# Fma Savannah?



## CHUNNER (Mar 12, 2003)

can anyone tell me if there is anyone teaching  Fma in or around Savannah Georgia?


----------



## Cruentus (Mar 12, 2003)

Dude, I know theres FMA training in Savannah, I just don't know where(I'm WAAAY North). Can anyone help our Irish Brother?


----------



## Guro Harold (Mar 12, 2003)

Hi Chunner,

Found this:

Pekiti Tersia:
Tuhon Bill McGrath has a  contact in Savannah, GA.  He also holds regional seminars in SC.

Stephen  Young  
Email: iamspy007@hotmail.com 
Savannah, GA

Palusut

If this person is interested in traveling to train, spring to fall will be busting with seminars up and down the east coast, from Buffalo (NY) to Tampa (FL), with Raleigh (NC) right in the middle.


----------



## CHUNNER (Mar 13, 2003)

Thanks for the feedback guys, I'll try the contact that you suggested. I will be glad to travel but as we are only moving over there in the summer I think it'll be next year before I'm mobile.

Thanks again.


----------



## Danny T (Mar 13, 2003)

CHUNNER,

Get in touch with Steve as soon as you can. He is a very nice person and a wonderful treasure of Martial knowledge. Not only in Pekiti-Tirsia but also in Wing Chun, Tai Chi, and Silat. 

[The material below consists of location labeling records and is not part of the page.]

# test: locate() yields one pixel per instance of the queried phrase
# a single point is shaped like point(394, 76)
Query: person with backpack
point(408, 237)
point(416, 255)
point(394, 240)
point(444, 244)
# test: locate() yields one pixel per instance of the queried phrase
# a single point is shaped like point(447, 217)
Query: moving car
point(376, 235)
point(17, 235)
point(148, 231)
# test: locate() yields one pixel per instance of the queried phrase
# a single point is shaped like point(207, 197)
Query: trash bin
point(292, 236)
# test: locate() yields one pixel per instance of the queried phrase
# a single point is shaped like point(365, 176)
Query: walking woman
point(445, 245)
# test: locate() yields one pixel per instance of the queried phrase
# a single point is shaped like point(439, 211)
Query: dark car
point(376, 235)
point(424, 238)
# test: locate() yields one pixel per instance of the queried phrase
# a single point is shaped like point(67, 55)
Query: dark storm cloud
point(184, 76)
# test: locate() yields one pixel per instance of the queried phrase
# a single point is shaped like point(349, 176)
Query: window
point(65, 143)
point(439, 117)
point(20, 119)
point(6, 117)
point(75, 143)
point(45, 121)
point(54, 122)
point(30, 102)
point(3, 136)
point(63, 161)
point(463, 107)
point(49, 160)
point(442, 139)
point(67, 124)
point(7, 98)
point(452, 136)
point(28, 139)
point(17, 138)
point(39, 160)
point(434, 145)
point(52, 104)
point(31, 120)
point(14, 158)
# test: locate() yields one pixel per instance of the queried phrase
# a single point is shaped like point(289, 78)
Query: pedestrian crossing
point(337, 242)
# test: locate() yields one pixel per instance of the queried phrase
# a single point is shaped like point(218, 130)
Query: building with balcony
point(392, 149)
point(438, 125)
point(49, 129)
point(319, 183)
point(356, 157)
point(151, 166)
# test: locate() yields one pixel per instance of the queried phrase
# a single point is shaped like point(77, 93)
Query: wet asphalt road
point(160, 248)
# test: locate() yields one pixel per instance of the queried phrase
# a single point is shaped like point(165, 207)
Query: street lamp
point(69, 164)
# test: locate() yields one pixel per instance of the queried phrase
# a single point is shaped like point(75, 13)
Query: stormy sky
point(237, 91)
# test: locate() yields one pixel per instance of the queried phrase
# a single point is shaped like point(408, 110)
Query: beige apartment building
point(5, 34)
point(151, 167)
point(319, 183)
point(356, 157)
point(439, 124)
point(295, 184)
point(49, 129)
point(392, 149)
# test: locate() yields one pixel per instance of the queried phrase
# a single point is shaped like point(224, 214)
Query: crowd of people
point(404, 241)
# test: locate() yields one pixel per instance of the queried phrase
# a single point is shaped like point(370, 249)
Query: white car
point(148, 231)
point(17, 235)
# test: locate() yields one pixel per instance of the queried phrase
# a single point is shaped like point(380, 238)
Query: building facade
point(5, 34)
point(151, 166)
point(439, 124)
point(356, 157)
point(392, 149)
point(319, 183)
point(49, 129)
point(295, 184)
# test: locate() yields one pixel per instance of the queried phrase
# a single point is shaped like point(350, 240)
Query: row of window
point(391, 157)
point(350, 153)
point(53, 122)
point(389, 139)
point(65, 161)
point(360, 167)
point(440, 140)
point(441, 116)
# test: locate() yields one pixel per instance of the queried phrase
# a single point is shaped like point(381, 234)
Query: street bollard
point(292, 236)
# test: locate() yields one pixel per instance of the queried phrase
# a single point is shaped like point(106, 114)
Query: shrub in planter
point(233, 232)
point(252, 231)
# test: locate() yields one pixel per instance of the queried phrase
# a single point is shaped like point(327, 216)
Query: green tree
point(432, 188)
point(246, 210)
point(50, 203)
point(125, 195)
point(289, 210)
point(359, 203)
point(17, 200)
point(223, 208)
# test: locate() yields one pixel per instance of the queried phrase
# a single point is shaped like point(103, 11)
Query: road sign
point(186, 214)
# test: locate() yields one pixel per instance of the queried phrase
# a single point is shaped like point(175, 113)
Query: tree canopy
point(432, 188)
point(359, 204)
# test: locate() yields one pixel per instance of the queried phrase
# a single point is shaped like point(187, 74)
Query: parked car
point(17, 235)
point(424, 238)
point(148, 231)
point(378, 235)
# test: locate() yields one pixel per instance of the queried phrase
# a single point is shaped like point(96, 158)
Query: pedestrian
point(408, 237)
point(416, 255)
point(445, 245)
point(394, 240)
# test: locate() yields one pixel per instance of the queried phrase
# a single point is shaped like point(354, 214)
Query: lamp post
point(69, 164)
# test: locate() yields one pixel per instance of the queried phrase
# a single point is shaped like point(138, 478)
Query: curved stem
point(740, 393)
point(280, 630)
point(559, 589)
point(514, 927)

Steve is a very personnal but cautious person. I recommend you start communicating with him early as to what you want to learn and why. I have known Mr Young for better than twenty years and can attest to his martial skill as well as his instructional abilities. 

Danny Terrell
Progressive Martial Arts Training Center
Lafayette, La.
office@pmatc.com


----------



## arnisador (Mar 13, 2003)

Duplicate post deleted.

-Arnisador
-MT Admin-


----------